The narrator can sing, but Tracey can dance — and dancing is what both girls love most. They take classes; they write stories ("In several … African men 'lurked in the shadows' with iron bars to break the knees of lily-white dancers"); they videotape risqué routines that will come back to haunt them, and they love movies such as "Swing Time," whose plots "were only roads leading to the dance. The story was the price you paid for the rhythm."

Tracey is that volatile friend who haunts so many novels of female friendship (including Smith's own "NW") — gifted and deeply flawed and always so much more herself, so much surer of what she is, than the woman telling the story. And like so many of these "better" best friends, Tracey goes wrong somewhere but never loses her allure.

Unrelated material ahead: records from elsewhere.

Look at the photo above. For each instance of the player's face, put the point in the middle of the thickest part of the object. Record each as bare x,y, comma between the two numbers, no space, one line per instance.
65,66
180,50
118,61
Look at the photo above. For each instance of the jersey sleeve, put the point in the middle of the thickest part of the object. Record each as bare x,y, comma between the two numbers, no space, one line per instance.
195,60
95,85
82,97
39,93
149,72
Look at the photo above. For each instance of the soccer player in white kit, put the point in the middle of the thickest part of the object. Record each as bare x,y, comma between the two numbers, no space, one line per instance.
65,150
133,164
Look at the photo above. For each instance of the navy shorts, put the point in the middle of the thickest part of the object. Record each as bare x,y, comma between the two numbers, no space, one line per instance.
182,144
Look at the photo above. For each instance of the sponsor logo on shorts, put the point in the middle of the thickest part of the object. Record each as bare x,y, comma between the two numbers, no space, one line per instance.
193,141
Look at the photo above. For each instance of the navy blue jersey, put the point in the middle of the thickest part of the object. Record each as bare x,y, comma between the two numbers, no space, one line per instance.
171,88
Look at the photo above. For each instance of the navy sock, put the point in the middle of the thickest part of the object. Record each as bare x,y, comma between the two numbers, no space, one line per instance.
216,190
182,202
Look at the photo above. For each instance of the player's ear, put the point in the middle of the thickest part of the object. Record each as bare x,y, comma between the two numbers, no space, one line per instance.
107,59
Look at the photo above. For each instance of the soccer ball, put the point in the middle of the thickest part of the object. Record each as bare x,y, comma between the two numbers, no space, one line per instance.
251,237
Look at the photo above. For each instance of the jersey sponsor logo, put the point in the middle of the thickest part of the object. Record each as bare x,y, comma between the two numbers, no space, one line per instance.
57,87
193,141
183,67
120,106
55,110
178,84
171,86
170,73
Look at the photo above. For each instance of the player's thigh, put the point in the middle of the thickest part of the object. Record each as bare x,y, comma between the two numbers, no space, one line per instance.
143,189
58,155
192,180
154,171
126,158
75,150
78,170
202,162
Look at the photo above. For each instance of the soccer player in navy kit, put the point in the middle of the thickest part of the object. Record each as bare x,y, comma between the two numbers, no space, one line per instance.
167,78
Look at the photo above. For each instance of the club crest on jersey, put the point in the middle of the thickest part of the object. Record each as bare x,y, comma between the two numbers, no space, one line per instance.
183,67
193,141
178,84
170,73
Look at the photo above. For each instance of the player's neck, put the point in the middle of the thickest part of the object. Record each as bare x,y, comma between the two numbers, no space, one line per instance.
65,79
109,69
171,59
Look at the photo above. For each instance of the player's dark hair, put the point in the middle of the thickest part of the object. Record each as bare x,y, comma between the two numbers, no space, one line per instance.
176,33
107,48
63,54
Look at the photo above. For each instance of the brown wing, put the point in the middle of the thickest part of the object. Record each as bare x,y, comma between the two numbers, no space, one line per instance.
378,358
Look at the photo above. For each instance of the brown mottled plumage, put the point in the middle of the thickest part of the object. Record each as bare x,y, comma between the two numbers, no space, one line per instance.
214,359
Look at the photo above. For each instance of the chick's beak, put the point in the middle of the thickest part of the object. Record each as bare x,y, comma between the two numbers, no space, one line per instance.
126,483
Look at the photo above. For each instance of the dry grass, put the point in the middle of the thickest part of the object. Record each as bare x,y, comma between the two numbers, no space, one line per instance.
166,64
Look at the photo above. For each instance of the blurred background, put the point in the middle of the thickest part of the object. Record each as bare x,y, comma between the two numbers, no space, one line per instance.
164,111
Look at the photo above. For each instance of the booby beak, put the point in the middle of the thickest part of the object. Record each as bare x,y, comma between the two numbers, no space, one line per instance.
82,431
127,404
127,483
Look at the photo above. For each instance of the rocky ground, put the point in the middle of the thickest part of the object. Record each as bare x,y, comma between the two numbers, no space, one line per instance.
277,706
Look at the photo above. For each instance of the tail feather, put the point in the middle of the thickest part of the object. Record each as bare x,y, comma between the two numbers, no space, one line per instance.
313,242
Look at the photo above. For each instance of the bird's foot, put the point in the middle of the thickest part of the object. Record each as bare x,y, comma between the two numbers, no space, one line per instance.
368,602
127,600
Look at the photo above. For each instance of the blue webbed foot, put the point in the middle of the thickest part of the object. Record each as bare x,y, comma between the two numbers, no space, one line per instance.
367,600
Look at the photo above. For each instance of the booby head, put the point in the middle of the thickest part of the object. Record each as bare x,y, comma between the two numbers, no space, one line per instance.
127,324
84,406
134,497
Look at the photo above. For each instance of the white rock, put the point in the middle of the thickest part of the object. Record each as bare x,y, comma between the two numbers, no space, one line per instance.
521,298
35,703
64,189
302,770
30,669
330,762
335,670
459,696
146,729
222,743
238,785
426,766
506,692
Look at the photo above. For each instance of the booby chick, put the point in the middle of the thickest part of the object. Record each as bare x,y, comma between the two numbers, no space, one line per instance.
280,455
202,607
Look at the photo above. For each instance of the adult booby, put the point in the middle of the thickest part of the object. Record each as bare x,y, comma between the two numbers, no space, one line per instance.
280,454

Meanwhile, the narrator finds herself attached as a personal assistant (one of four) to a pop superstar named Aimee (the closest real-world equivalent would probably be Madonna), whose power Smith conveys as a function of will: "All the labor she put into it … came to seem to me effectively a form of energy in itself, a force capable of creating a dilation in time, as if she really were moving at the speed of light, away from the rest of us — stranded on Earth and aging faster than her — while she looked down on us and wondered why."

A charitable project of Aimee's takes her and her entourage to Africa, where the distance between material and spiritual poverty becomes stark, and the narrator's curious position between the worlds of privilege and need becomes untenable. And it is in Africa, drawn into dancing at an impromptu ceremony, that the narrator finally finds her natural rhythm: "The only way I could carry on was to respond to the movements of the women themselves, who never lost the beat, who heard it through everything."

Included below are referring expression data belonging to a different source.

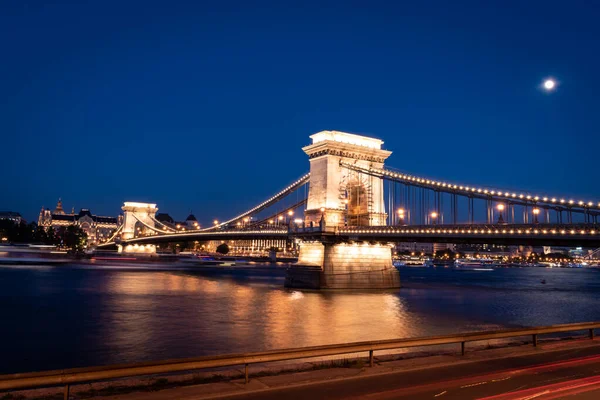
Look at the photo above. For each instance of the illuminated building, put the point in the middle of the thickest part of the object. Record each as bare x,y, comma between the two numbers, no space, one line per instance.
98,229
12,216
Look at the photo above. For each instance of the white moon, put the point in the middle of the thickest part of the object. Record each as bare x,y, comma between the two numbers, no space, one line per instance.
549,84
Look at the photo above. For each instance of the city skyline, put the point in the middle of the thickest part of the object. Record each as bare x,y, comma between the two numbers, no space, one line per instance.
203,103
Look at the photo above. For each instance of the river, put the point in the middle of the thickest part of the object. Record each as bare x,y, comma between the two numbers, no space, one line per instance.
71,316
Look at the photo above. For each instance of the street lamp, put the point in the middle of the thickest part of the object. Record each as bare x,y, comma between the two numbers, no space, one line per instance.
535,211
500,208
401,216
433,217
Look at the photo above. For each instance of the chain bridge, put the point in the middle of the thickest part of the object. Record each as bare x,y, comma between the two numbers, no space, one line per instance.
348,210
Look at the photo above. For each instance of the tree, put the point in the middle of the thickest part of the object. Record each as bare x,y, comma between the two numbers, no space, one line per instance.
223,248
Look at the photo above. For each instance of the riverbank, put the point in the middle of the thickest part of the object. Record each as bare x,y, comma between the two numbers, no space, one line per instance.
268,378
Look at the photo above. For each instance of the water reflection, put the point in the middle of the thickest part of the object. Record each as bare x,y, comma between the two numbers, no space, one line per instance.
68,317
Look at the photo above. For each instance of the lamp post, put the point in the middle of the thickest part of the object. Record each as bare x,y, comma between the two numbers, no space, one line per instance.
500,208
433,216
400,216
535,211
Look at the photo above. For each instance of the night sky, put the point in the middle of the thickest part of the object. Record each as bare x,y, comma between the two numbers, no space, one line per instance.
205,106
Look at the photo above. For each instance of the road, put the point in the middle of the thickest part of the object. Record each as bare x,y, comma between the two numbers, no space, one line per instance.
573,373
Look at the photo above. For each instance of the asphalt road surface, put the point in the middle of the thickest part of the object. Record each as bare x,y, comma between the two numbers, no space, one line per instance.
573,373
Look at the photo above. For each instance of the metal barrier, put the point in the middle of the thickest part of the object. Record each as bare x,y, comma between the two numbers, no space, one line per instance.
67,377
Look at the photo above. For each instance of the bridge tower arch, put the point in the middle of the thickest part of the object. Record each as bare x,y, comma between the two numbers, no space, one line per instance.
339,196
134,212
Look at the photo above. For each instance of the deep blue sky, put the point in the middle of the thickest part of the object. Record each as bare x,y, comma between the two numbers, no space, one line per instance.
206,105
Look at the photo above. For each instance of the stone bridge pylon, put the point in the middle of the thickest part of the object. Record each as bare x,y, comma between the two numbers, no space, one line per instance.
339,196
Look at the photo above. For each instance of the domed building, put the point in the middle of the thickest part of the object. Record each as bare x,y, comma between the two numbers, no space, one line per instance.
98,229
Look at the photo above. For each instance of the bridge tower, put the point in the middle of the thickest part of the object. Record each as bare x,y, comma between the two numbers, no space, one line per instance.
134,212
339,196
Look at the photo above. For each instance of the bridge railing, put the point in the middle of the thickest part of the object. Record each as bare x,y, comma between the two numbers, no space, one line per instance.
67,377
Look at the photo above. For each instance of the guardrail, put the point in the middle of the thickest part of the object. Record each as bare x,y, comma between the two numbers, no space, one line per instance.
67,377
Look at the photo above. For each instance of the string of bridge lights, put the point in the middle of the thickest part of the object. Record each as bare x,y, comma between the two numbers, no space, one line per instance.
472,231
479,190
301,181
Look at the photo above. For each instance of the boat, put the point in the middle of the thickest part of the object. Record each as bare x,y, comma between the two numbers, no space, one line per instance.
415,262
474,264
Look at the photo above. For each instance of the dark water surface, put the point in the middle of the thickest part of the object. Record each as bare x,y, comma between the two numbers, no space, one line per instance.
61,317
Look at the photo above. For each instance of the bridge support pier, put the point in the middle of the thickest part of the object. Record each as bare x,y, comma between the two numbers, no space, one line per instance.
323,265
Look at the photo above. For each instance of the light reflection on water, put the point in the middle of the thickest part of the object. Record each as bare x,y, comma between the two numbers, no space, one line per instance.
72,316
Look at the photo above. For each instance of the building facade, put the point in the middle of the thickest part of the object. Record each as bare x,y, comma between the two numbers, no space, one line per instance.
98,229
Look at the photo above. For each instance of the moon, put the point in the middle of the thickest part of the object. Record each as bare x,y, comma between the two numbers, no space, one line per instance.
549,84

This self-actualization comes with a certain irony, as the narrator's African friend (another "better" girlfriend) remarks, "Even though you are a white girl, you dance like you are a black!"

In 2000, at 24, Zadie Smith blazed onto the literary scene with her novel "White Teeth," a Dickensian performance for our day, and in each subsequent work she has ever more subtly charted the fraught territory where individual experience negotiates social norms. In "Swing Time," her first novel in the first person, the transaction becomes more focused and personal, and its cost to the individual powerfully and poignantly clear.

Ellen Akins is a writer and writing teacher in Wisconsin.

Swing Time
By: Zadie Smith.
Publisher: Penguin Press, 453 pages, $27.